Se lo ve relajado. Manos en los bolsillos, sombrero negro bien calado y chalina bajo su vestón, recibiendo los otoñales rayos de sol frente a la puerta de la Cinemateca suiza -donde acaban de homenajearlo-, Jean-Luc Godard luce como un sujeto pleno. ¡Y sonríe! El eterno malhumorado, crispado, crítico y autocrítico; hombre de denuncias, diatribas y manifiestos; cineasta en perenne guardia, pie de guerra y al ataque, parece haberse tomado unas breves vacaciones de su colérico mito y esboza una serena sonrisa para la cámara.

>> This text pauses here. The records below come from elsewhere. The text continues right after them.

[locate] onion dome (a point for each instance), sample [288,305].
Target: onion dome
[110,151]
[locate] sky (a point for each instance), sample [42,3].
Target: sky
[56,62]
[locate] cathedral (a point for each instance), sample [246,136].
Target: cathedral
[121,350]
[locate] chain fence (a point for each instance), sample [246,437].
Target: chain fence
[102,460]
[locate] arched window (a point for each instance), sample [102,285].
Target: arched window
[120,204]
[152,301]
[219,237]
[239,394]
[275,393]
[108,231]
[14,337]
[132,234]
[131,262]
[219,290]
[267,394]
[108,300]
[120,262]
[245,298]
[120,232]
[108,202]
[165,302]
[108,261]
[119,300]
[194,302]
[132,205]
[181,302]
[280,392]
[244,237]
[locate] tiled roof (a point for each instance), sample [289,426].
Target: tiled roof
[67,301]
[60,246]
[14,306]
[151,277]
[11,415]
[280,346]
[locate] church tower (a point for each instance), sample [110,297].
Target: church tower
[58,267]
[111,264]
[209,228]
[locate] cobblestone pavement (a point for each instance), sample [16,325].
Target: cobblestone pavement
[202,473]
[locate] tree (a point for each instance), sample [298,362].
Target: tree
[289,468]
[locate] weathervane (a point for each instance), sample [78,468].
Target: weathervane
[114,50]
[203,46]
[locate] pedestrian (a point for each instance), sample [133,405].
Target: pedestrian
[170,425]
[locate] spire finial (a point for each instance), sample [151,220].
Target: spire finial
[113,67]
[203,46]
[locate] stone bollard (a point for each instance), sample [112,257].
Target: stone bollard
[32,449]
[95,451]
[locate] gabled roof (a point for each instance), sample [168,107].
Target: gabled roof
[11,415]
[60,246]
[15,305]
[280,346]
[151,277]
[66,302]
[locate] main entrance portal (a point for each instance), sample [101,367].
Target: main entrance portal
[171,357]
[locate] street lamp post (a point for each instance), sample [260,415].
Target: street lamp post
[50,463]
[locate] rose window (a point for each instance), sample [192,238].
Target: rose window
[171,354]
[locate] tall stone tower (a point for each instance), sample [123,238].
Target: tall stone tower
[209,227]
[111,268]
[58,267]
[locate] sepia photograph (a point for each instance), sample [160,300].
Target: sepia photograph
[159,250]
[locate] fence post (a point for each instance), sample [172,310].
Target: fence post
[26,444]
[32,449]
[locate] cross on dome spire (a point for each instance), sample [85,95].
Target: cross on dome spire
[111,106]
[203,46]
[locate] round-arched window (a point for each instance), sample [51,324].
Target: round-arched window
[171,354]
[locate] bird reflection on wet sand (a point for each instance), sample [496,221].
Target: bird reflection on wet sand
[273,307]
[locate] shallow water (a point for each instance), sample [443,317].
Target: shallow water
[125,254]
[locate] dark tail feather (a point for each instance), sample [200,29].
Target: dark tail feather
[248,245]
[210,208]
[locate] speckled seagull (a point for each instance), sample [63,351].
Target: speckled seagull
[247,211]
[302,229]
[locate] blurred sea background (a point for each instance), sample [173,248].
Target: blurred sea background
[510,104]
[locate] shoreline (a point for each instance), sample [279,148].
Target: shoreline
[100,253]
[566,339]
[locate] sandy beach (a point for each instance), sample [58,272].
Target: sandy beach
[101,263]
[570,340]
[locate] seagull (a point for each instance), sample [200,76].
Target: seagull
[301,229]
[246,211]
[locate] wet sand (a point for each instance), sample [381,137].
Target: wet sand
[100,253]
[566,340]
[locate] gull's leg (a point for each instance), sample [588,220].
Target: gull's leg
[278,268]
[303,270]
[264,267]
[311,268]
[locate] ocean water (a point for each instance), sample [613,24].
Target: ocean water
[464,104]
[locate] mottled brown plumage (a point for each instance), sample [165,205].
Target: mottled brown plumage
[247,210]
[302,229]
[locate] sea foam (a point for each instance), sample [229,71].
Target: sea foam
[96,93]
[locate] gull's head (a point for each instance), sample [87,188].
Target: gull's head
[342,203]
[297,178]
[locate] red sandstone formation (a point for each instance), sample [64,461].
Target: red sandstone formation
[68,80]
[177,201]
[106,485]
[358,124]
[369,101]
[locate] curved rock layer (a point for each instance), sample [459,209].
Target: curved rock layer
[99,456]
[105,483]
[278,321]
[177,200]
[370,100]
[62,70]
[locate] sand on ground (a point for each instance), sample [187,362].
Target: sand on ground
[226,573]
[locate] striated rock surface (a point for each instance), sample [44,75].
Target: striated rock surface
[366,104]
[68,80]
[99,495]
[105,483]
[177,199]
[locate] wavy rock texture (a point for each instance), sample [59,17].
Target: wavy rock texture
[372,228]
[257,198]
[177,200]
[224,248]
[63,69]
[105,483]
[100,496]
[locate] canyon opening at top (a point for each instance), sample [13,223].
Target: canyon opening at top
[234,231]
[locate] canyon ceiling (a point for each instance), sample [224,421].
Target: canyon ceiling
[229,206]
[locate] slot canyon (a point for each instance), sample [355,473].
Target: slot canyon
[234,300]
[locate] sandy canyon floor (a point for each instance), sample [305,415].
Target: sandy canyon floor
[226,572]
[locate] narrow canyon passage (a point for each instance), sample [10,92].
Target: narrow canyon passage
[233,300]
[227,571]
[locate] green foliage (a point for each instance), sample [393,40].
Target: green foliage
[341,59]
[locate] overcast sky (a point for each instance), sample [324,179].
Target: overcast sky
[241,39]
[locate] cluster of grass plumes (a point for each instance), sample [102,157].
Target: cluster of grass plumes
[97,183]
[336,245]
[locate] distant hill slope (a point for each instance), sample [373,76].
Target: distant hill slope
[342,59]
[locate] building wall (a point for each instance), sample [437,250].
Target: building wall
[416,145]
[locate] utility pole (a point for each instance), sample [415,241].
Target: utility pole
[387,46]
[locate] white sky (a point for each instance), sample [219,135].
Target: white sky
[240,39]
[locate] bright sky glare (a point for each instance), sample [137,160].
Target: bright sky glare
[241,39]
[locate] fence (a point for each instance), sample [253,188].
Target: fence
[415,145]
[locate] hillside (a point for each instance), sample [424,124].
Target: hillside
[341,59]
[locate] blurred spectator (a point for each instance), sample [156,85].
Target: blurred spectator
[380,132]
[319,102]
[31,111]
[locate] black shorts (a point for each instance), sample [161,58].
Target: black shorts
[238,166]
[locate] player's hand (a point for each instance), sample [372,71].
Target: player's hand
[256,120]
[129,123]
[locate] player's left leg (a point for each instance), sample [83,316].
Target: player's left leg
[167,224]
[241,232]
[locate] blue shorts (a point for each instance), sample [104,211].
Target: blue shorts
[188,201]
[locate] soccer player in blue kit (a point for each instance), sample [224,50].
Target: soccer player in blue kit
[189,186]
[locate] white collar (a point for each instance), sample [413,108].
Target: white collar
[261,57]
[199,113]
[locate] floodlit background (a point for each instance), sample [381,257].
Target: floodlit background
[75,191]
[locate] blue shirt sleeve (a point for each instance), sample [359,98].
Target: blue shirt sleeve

Ocurrió el jueves recién pasado: Godard, quien jamás acude a festival, evento o celebración alguna (y menos ahora, a sus 88 años), salió por la puerta de su casa en el pueblo suizo de Rolle y recorrió los 30 kilómetros que lo separaban de Lausanne, para arribar a la sede de la Cinemateca, donde actualmente se celebra el 75º congreso de la Federación Internacional de Archivos Fílmicos (FIAF). Nadie esperaba que fuese en persona a recibir un premio a la carrera -el año pasado, en pleno Festival de Cannes, hizo su conferencia de prensa por FaceTime-, pero subió al escenario, se dejó entrevistar (más bien, monologó) y pareció hasta disfrutar las atónitas miradas de los asistentes, ya que para todos los efectos cinéfilos, cualquier avistamiento de JLG equivale a ver al Yeti. Bien lo supo su fallecida amiga Agnès Varda, quien incluso llora en la escena más amarga de su documental "Rostros y lugares" (2017), cuando llega hasta la casa de Jean-Luc y toca el timbre, pero él no está o no le abre. La señal no puede ser más clara. Varda había decidido, heroicamente, que sus últimos años serían puertas afuera, siempre activa, en diálogo y en viaje. El enclaustrado Godard, en cambio, declara su presencia por omisión, invirtiendo las energías que le quedan en el acto de "no estar"; como si él mismo ya hubiese decidido que pertenece más a la historia del cine que al mundo de los vivos.
Es lo que se percibe en muchas secuencias de "Le livre d'image" (2018), película con la que ganó una Palma de Oro especial en Cannes, que acaba de ser exhibida en el reciente Festival de Cine Francés y posee alguna chance de reaparecer pronto en nuestra cartelera: se trata de un animado
collage de imágenes, presidido por una voz -la suya- que por instantes suena como un gruñido, y en otros como un quejido o incluso un murmullo; el aliento de alguien a quien le fallan las fuerzas (poco antes del rodaje sufrió un ataque al corazón), pero cuyas ideas en torno a la radical transformación de la mirada en la era digital se vuelven lo bastante urgentes y torrenciales como para hacerle perder el equilibrio y tropezar, para luego levantarse y comenzar a girar en banda otra vez.
Quien lo haya acompañado en su inmenso recorrido artístico, sabe que ello no es novedad: en la historia de la imagen, Godard es el rarísimo caso de un creador capaz de abrazar con pasión sus contradicciones, sus callejones sin salida, los momentos en que no ha estado "a la altura"; alguien que necesita de incertezas y pasos en falso para alumbrar un camino diseñado a su manera, sabiendo que tarde o temprano igual arribará a puerto.
Tal vez por eso me alegra tanto verle así, en la foto: con rostro de "recién llegado"; en actitud de calma tras mil y una peripecias, tras mil y una imágenes. Lo más probable es que ese estado no le dure mucho y el tren vuelva a salir de la estación: en una entrevista que hoy transmitirá el canal suizo RTS (que ya publicó algunos extractos en su web), el repuesto director -cigarro en mano- asegura que le gustaría filmar una película sobre "esta Francia actual, de chaquetas amarillas y en estado de pánico". Manos a la obra, Jean-Luc.